Bragging rights

Apr 27, 2004 21:38

I brag a lot about my little girl. But my medium-sized girl (as I like to call SJ) is just as amazing... if not more so.

Consider this: eight years ago, I was a high school senior who had gone dateless for two years - but had managed to get just the right tertiary entrance score to pursue the career I wanted. In amongst that success came the worrying and self-loathing usually associated with teenage celibacy, and constant worries that a comic-collecting, toy-loving, cartoon-watching unrepentant geek would never be able to find love.

Consider this: six years ago, I was exiting rapidly from an incredibly mutually-destructive live-in relationship with my first serious girlfriend. I was wondering why I'd lost sight of all my major life interests (writing, music, movies, cartoons, toys, comics and such) in exchange for a so-called mature life event. I also wondered if I'd ever find a way to merge these two seemingly disparate sets of emotions together, or if the joins in the weld would always show, grow brittle and break under strain.

Consider this: two years ago, SJ and I spent our first wedding anniversary at the Sydney comic book convention. There, she worked behind the counter of David (Kabuki) Mack's stall, and went Guiness-for-Guiness with Mark (Ultimates) Millar in a Kings Cross Irish tavern until the wee hours of a Sunday night/Monday morning.

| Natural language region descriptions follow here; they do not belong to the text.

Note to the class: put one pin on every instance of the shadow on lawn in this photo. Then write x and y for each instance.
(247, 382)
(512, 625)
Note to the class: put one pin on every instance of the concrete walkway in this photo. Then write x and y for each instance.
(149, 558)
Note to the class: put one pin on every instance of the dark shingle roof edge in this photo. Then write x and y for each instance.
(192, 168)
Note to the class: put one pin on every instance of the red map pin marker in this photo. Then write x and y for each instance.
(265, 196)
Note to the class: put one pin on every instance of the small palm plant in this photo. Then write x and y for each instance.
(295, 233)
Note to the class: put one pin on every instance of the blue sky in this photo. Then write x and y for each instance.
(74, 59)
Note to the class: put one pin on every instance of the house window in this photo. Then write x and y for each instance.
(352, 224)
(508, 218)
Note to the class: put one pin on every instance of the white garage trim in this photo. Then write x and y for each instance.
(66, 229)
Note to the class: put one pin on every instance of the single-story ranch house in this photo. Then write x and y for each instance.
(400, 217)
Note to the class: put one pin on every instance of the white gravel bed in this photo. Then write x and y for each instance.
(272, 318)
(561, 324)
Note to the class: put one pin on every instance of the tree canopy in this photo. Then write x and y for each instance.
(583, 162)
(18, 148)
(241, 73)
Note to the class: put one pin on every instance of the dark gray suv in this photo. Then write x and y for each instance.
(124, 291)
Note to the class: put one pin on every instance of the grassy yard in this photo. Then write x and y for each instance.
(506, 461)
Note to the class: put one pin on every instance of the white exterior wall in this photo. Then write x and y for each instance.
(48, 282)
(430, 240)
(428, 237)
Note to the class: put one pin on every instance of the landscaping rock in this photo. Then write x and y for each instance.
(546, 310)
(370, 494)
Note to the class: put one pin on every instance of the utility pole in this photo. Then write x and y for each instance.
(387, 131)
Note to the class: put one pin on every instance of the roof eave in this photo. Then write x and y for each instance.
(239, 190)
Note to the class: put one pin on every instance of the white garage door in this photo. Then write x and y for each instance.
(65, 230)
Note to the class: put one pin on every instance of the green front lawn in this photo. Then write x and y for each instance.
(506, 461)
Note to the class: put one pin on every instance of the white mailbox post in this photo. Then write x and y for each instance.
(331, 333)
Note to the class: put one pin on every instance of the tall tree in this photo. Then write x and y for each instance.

Consider this: on the weekend, SJ spent too much money on charcoal-coloured beanbag chairs for the comic room "so all three of us can spend time in there together, comfortable and surrounded by cool shit". Then she spent a further $80 on a set of three wooden coffee tables, and is in the process of using decoupage techniques to cover them with Green Lantern and Transformers designs to "help them fit the room better".

Yeah, you consider all of that. Because I don't need to. I already know, appreciate and give thanks every day for my having the most wonderful wife in the world. The one woman who can weld without the joins showing.